Group23 Proposal
MAKE THE WORLD A BETTER PLACE TO “BREATHE”
|
|
|
|
|
|
Background
Every year, World Bank website will publish updated World Development Indicator that they’ve collected from multiple channels. That will be the core data resource for our analysis. The dataset contains 1,591 indicators among 263 countries. Indicators include aspects like environment, economic policy & debt, infrastructure, financial sector, public sector, private sector & trade, social protection & labour, education, health, gender, poverty and social protection & labour.
In our cases, some of the indicators can be used as a reference to air pollution, like CO2 emissions, PM2.5 air pollution, Nitrous oxide emissions etc. And we will not exclude any of those indicators without statistically proven insignificant.
Data Preparation:
The raw data is presented in the form stacked with countries, for time series analysis, we need to transform it into long format, where there will only be 3 columns: country, indicator and value.

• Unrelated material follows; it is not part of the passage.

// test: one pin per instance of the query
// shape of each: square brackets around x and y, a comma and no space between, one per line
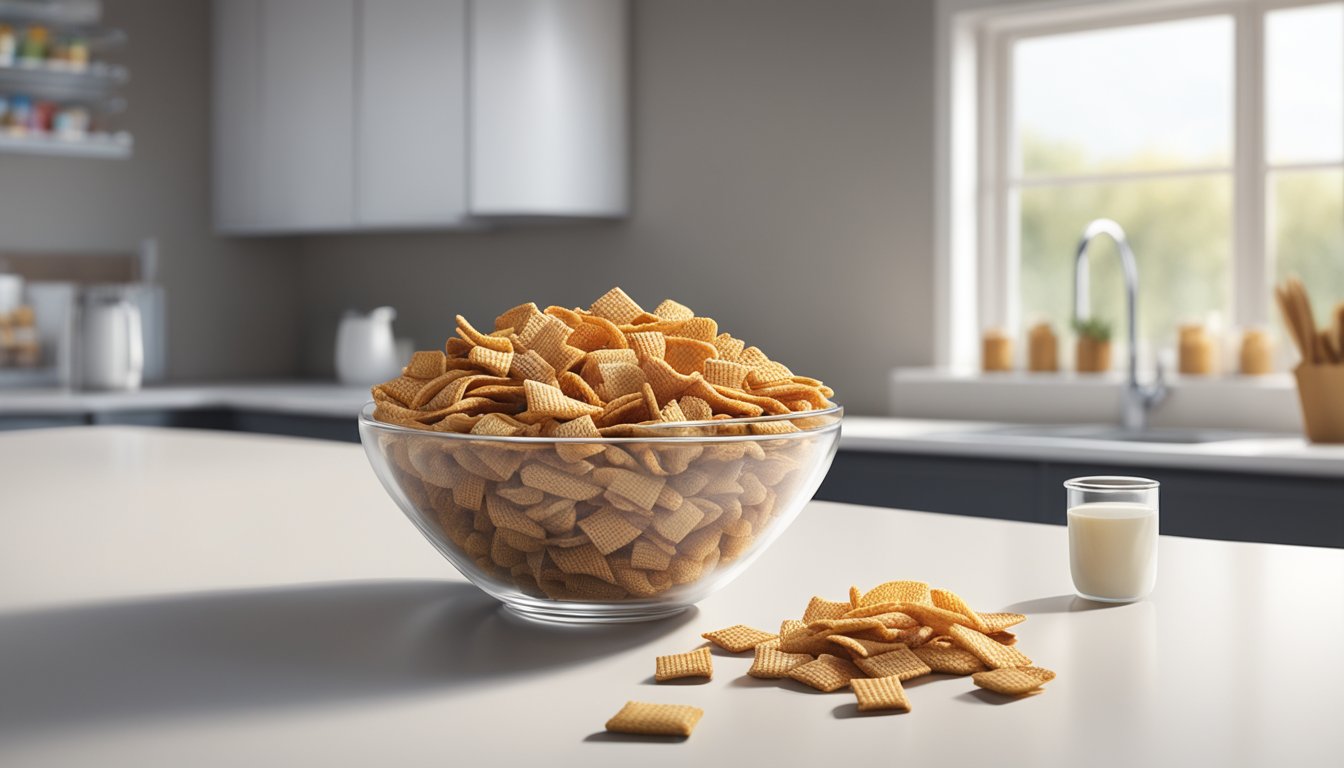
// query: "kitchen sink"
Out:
[1112,432]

Methodologies and Techniques
Descriptive Statistics
The data will be grouped into regions and different time periods. Descriptive statistics will help to differentiate among regions during each period, or whether it’s going through industrialization, wars or even civilization revolutions.
Variable Selection & Clustering
For now, there are 1,591 indicators in our dataset, intuitively, some of the indicators are highly correlated or even resemble. Variable selection is necessary or else the whole analysis may bias towards some highly-weighted variables.

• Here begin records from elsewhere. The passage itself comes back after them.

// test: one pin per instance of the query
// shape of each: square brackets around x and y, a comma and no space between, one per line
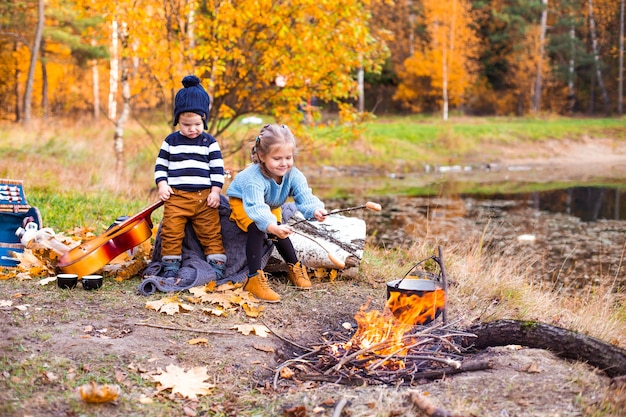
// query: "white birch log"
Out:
[342,236]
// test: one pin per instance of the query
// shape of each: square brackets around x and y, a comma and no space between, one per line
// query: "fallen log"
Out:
[564,343]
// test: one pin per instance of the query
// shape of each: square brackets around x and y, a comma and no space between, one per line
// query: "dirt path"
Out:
[59,340]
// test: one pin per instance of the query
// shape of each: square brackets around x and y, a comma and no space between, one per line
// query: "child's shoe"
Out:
[258,286]
[299,276]
[218,263]
[171,265]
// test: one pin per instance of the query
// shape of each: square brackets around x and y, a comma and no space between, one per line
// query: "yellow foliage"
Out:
[97,393]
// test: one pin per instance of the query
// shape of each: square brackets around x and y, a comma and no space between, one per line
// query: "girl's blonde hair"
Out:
[270,136]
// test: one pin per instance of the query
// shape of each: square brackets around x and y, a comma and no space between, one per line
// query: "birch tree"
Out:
[441,71]
[539,74]
[34,54]
[596,58]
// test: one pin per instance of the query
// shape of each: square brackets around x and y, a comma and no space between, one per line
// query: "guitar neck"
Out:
[145,212]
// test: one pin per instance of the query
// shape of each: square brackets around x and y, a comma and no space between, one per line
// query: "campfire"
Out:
[403,344]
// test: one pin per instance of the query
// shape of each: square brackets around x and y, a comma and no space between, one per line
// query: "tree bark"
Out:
[571,95]
[620,91]
[539,75]
[45,101]
[34,53]
[564,343]
[596,58]
[113,71]
[118,137]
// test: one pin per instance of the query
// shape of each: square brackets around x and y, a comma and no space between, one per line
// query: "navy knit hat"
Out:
[193,98]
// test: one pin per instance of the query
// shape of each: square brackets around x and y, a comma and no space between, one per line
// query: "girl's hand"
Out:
[213,200]
[320,215]
[165,191]
[281,230]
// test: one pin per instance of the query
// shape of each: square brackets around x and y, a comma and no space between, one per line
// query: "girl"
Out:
[256,196]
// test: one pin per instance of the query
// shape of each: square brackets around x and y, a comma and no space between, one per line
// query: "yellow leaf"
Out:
[264,348]
[286,373]
[258,329]
[96,393]
[198,341]
[252,310]
[168,305]
[214,311]
[189,384]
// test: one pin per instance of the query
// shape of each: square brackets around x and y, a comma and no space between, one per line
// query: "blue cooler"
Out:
[15,212]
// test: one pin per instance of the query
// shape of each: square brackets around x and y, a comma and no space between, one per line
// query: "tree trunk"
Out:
[361,89]
[118,137]
[16,84]
[596,58]
[620,90]
[539,75]
[34,52]
[113,71]
[45,102]
[564,343]
[95,79]
[571,95]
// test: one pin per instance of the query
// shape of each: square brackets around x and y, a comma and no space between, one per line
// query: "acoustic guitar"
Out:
[91,256]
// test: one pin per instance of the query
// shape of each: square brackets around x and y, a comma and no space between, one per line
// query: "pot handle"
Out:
[415,266]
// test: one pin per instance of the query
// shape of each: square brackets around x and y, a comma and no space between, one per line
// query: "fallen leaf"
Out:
[252,310]
[168,305]
[214,311]
[332,275]
[198,341]
[264,348]
[189,384]
[258,329]
[96,393]
[295,411]
[533,368]
[286,373]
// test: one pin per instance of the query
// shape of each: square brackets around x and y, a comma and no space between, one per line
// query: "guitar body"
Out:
[94,254]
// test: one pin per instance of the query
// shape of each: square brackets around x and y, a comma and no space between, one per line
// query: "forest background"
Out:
[118,59]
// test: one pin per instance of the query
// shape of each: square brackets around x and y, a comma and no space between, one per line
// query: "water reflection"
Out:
[586,203]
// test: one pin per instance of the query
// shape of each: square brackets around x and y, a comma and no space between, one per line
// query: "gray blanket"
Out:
[195,271]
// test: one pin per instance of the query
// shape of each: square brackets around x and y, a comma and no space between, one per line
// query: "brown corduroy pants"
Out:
[184,206]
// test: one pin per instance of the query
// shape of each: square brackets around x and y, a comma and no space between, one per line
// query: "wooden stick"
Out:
[425,405]
[336,261]
[369,205]
[158,326]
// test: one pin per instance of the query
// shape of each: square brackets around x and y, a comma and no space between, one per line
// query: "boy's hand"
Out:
[281,230]
[213,200]
[165,191]
[320,215]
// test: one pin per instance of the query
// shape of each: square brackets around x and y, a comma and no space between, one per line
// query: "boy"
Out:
[189,174]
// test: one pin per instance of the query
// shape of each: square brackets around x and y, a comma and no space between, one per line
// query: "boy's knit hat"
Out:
[193,98]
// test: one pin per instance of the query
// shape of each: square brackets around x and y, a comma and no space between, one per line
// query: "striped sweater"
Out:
[261,194]
[190,164]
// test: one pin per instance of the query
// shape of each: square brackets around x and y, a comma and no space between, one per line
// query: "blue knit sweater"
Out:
[190,164]
[260,194]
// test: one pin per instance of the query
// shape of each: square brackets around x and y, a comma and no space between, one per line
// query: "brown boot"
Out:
[299,276]
[258,286]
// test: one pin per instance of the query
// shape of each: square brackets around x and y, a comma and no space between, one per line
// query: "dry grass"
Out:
[482,287]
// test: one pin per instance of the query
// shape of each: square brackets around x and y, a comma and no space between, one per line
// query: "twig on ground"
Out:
[158,326]
[425,405]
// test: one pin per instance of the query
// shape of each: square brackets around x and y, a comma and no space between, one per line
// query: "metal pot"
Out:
[416,301]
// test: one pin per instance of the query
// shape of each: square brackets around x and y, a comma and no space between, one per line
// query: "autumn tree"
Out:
[442,67]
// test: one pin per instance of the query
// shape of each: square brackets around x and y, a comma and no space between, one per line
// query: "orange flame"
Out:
[416,308]
[382,333]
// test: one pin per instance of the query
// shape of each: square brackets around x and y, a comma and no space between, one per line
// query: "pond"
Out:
[577,232]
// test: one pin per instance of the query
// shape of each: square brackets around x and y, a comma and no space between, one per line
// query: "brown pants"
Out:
[183,206]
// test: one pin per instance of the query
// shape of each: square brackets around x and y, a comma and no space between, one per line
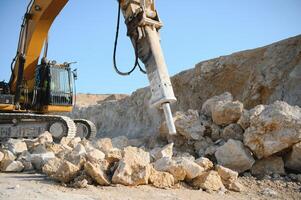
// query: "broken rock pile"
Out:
[214,145]
[78,163]
[265,140]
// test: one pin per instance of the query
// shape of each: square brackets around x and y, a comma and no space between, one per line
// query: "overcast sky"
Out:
[194,30]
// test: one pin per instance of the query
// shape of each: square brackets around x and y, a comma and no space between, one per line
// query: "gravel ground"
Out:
[25,186]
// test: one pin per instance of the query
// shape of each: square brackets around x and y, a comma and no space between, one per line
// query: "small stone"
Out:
[210,151]
[236,187]
[235,156]
[74,142]
[161,179]
[95,156]
[269,192]
[52,166]
[120,142]
[232,131]
[39,149]
[25,159]
[66,172]
[95,171]
[16,146]
[44,138]
[201,145]
[210,103]
[205,163]
[38,160]
[168,165]
[104,145]
[268,166]
[209,181]
[57,148]
[228,176]
[191,168]
[65,140]
[11,166]
[166,151]
[81,183]
[8,155]
[114,155]
[215,132]
[133,169]
[227,113]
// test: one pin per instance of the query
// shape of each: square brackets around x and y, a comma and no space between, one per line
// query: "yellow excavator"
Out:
[38,88]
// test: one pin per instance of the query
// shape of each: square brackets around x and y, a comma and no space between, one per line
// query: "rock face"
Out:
[227,113]
[275,128]
[293,160]
[235,156]
[258,76]
[133,168]
[188,124]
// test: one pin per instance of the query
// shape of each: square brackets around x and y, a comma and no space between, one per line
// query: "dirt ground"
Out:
[27,186]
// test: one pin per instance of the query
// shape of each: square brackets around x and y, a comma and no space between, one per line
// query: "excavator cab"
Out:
[54,85]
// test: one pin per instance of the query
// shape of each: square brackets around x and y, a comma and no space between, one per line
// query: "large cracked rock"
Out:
[188,124]
[97,174]
[66,172]
[235,156]
[134,168]
[275,128]
[257,76]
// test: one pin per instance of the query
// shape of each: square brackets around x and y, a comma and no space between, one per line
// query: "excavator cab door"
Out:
[55,83]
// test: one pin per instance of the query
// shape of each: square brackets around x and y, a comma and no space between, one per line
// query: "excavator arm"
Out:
[143,24]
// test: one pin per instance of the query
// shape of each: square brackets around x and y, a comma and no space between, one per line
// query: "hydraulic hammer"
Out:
[143,24]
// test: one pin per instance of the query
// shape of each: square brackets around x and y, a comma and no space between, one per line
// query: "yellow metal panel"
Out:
[7,107]
[48,109]
[38,28]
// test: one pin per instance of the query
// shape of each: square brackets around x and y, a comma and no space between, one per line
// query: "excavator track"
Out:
[29,125]
[85,129]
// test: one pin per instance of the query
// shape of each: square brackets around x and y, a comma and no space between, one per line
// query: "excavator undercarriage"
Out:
[35,90]
[29,125]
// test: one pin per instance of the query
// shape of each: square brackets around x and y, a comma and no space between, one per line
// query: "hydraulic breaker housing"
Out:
[143,24]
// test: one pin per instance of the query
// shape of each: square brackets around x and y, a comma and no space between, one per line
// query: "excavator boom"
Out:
[48,87]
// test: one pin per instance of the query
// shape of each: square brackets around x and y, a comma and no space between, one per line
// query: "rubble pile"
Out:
[265,140]
[212,148]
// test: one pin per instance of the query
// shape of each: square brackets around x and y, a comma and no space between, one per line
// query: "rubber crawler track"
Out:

To eliminate highly-correlated variables, correlation matrix and stepwise regression may come in handy. Also, application of variable clustering will help us to reduce dimension of variables and access us to measure attributions altogether.
Time series & Panel Analysis
To monitor on sensitivity of air quality to each indicator in time, panel analysis may be applied to corresponding changes. With panel analysis results, we will be able to quantify how does selected factors affect air quality at a certain level.
Geographical Visualization
Geographical visualization will give us a clearer picture of how air pollution distributed around the world and, enable us to detect details or patterns of migration.